New Jersey may change how it distributes disaster aid

 The view of storm damage over the Atlantic Coast in Seaside Heights, N.J., Wednesday, Oct. 31, 2012. (Doug Mills/AP Photo, Pool)

The view of storm damage over the Atlantic Coast in Seaside Heights, N.J., Wednesday, Oct. 31, 2012. (Doug Mills/AP Photo, Pool)

New Jersey lawmakers are considering some new rules for how the state distributes disaster aid. A bill passed by the state Assembly would require the governor to allocate federal and state relief for future disasters in proportion to the damage in each town.

Assemblyman Vince Mazzeo says some residents displaced from their homes by Superstorm Sandy have still not received any grant money while money was given to hotel and condominium projects in areas that did not have significant storm damage. “What we’re trying to do is set a blueprint going forward that if god forbid a disaster comes our way again that we can expedite money to where it really needs to be put.”

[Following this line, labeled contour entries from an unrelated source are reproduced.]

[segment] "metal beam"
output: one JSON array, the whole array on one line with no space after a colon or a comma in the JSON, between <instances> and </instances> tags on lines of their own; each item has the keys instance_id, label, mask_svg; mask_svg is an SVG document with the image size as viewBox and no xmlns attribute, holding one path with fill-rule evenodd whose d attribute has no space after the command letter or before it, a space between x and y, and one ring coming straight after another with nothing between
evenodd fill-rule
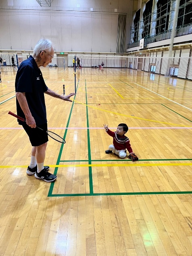
<instances>
[{"instance_id":1,"label":"metal beam","mask_svg":"<svg viewBox=\"0 0 192 256\"><path fill-rule=\"evenodd\" d=\"M36 0L36 1L41 6L48 6L51 7L51 3L53 0Z\"/></svg>"}]
</instances>

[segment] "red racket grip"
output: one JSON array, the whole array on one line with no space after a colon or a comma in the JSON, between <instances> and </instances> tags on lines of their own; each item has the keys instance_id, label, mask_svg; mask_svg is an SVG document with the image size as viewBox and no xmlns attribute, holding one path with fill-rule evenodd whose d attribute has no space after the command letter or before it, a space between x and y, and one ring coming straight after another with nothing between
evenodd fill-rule
<instances>
[{"instance_id":1,"label":"red racket grip","mask_svg":"<svg viewBox=\"0 0 192 256\"><path fill-rule=\"evenodd\" d=\"M21 120L21 121L23 121L23 122L25 121L25 120L24 119L24 118L23 118L22 117L21 117L21 116L19 116L16 115L15 114L14 114L14 113L12 113L12 112L11 112L11 111L9 111L8 114L9 114L10 115L11 115L11 116L15 116L15 117L17 117L17 118L18 119L19 119L19 120Z\"/></svg>"}]
</instances>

Assemblyman Michael Patrick Carroll says the bill is well intentioned but federal law requires a certain percentage of disaster aid the state receives go to people of relatively modest means. “The percentage of low and moderate income might not jive with the percentage of damage.

The bill is still awaiting action in the Senate and there’s no indication whether Governor Christie would sign it.